How much data is needed to describe a message?

An old joke tells of a man sending a telegram to his brother inviting him to his son’s wedding. Initially he writes this message:

Dear brother,
You are invited to my son’s wedding, two weeks from now.
Looking forward to meeting you.
Your brother.

After learning the price of each word he reasons that Dear brother is redundant since his brother is going to be getting the message by hand, and he already knows how much he loves him. The words you are invited are also redundant, since it is obvious that once there is a wedding his brother is invited, similarly Looking forward to meeting you can be deleted. The words my son’s are also redundant because it wouldn’t make sense to report another man’s wedding, and so the man ended up with the shorter telegram:

wedding in two weeks
which exactly captures the information he wanted to transfer to his brother.

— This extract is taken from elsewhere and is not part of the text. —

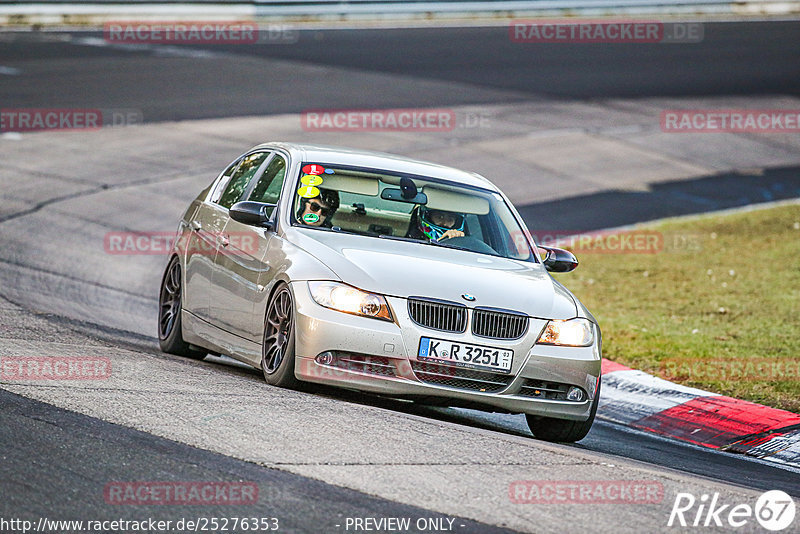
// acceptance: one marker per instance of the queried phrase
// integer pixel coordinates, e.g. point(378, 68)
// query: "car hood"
point(403, 269)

Given a message, in information theory we try to assess how many bits are needed to encode this message, or in other words given an encoded message how many bits are redundant and can be deleted. To do that we first need to quantify the amount of data encoded in a message of n bits. In information theory this is referred to as entropy. The higher the entropy the more data is encapsulated in those bits (therefore fewer bits are redundant). Given a message M = (m_1, m_2, ..., m_n) of n symbols over an alphabet \sigma = {\sigma_1, \sigma_2, ..., \sigma_s}, of s letters the entropy is given by this formula:

Entropy(M) = - \sum_{i=1}^s Pr(\sigma_i)\log Pr(\sigma_i),

where Pr(\sigma_i)is the probability of an arbitrary letter in M to be \sigma_i. In the simple case, Pr(\sigma_i)=\frac{number\;of\;times\;\sigma_i\;appears\;in\;M}{n}.

As can be easily seen the higher the entropy is the more random the message seems (i.e. There are less patterns in it), on the other hand, the message aaaaaaaaaa….aa has entropy 0 (remember that \lim_{x \rightarrow 0} x\log x = 0. For compression, we want to re-encode a message (with fewer bits) such that its entropy increases. In encryption (the other end of the spectrum), on the other hand, we want to re-encode a message (with the same number of bits) such that its entropy increases.

The joke we opened with goes on, as the man decides to delete the word wedding (because what other reason is there to be sending a telegram in the first place), and the words in two weeks (which is the appropriate time prior a wedding to be sending invitations), and so he returns home without sending any telegram at all.